Tiempo después, conocí a Tsubaki, una hermosa mujer de cuerpo escultural que me hizo luchar para salir adelante. Meses después de comenzar nuestra relación, tomamos la decisión de vivir juntos, sin papeles de por medio ni ataduras, solo nuestro amor. Pero bien dicen que si el hambre aprieta, el amor sale volando por la ventana. Las deudas crecían y el dinero nunca era suficiente. Las discusiones se volvieron rutina. Busqué trabajo en empresas, pero sin diez años de experiencia, las puertas simplemente se cerraban en mi cara.

De pronto, regresé a mi realidad cuando las lentejuelas de un traje me hicieron la parada. Me detuve frente a esa persona sin prestarle mucha atención. Pero, mi sorpresa fue tan grande al mirar por el retrovisor a una mujer extremadamente hermosa, rubia, de cuerpo perfecto. Usaba minifalda, y el escote en su espalda no dejaba nada a la imaginación, llegaba justo a la gloria.

-Llévame lejos de aquí -ordenó con la voz temblorosa.

-¿Disculpe? -pregunté confundido.

-Que me lleves a dónde sea, solo sácame de aquí -insistió mientras se quitaba la peluca, dejando ver su hermosa cabellera negra.

Asentí y avancé sin rumbo fijo. Miré por el retrovisor y tenía la mirada perdida, mientras que una lágrima negra rodaba en su mejilla.

-¿Te molesta si enciendo un cigarro?

-No señorita, adelante.

-Me llamo Kagura -dijo mientras buscaba algo en su bolsa-. ¡Demonios! -se quejó.
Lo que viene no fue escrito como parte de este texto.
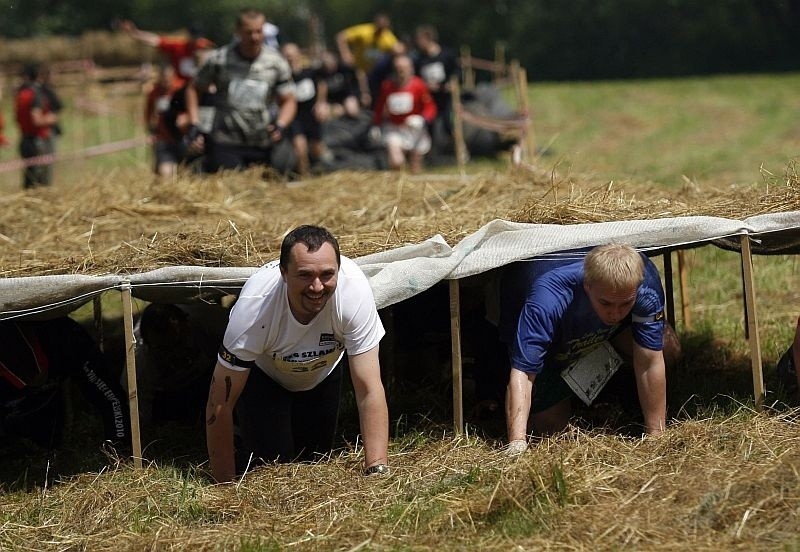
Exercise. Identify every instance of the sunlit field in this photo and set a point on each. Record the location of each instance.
(723, 476)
Entonces entendí que buscaba un encendedor, así que me apresuré y le ofrecí el mío, pero me temblaba la mano ligeramente.

Su belleza me tenía deslumbrado, sin embargo, la tristeza en su rostro opacaba sus hermosos ojos.

-¿Por quién llora? -le pregunté sin rodeos.

-¿Disculpa? -respondió con otra pregunta, lo que me hizo suponer que quizás le había molestado mi intromisión.

-Es claro que está sufriendo y… disculpe mi atrevimiento-suspiré avergonzado.

-Eres muy observador… eh…

-Sesshomaru. Mi nombre es Sesshomaru.

-Tienes razón, Sesshi, todo esto es por un tipo que cree que por estar podrido en dinero puede jugar conmigo. -Sonrió con tristeza, mientras negaba con la cabeza-. Me disfracé para seguirlo porque ya sospechaba que me engañaba, y ya no estaba dispuesta a vivir así. Y efectivamente, lo descubrí con mis propios ojos.

-¿Y? -pregunté arqueando una ceja-. Kagura, es una mujer hermosa. Solo déjelo y siga con su vida, cualquier hombre se sentiría halagado de tener a alguien como usted a su lado. -Me di cuenta de lo que acaba de decir y apreté el volante, ¿En qué momento se me ocurrió decir aquello?

Me sonrió en el espejo, mientras se sentaba de lado. ¡Por dios! Quedé idiotizado al ver su piel perfecta. Tragué saliva y desvié la mirada del retrovisor. No debía distraerme, mucho menos con una mujer como ella en mi taxi.

-Sesshi… Háblame de tú -me pidió con una sonrisa sincera y yo asentí.

Nuevamente enfocó su mirada en la ventana hasta que su propuesta me sorprendió.

-¿Quieres ganar dinero extra? -la determinación en su voz y en su mirada indicaba que hablaba muy en serio.

"¿Qué si quiero? ¡Por dios! Es lo que necesito" pensé mientras la miraba aún confundido.

-Tranquilo, solo debemos volver al bar para…

-Vengarte -afirmé terminando la frase por ella.

-Si. Que crea que también lo estoy engañando -abrí los ojos enormemente mientras frenaba de golpe, y ella soltó una carcajada-. No te estoy pidiendo que lo golpees o que lo mates -rio divertida-, solamente quiero que me vea con alguien más, ni siquiera es necesario acercarnos a él.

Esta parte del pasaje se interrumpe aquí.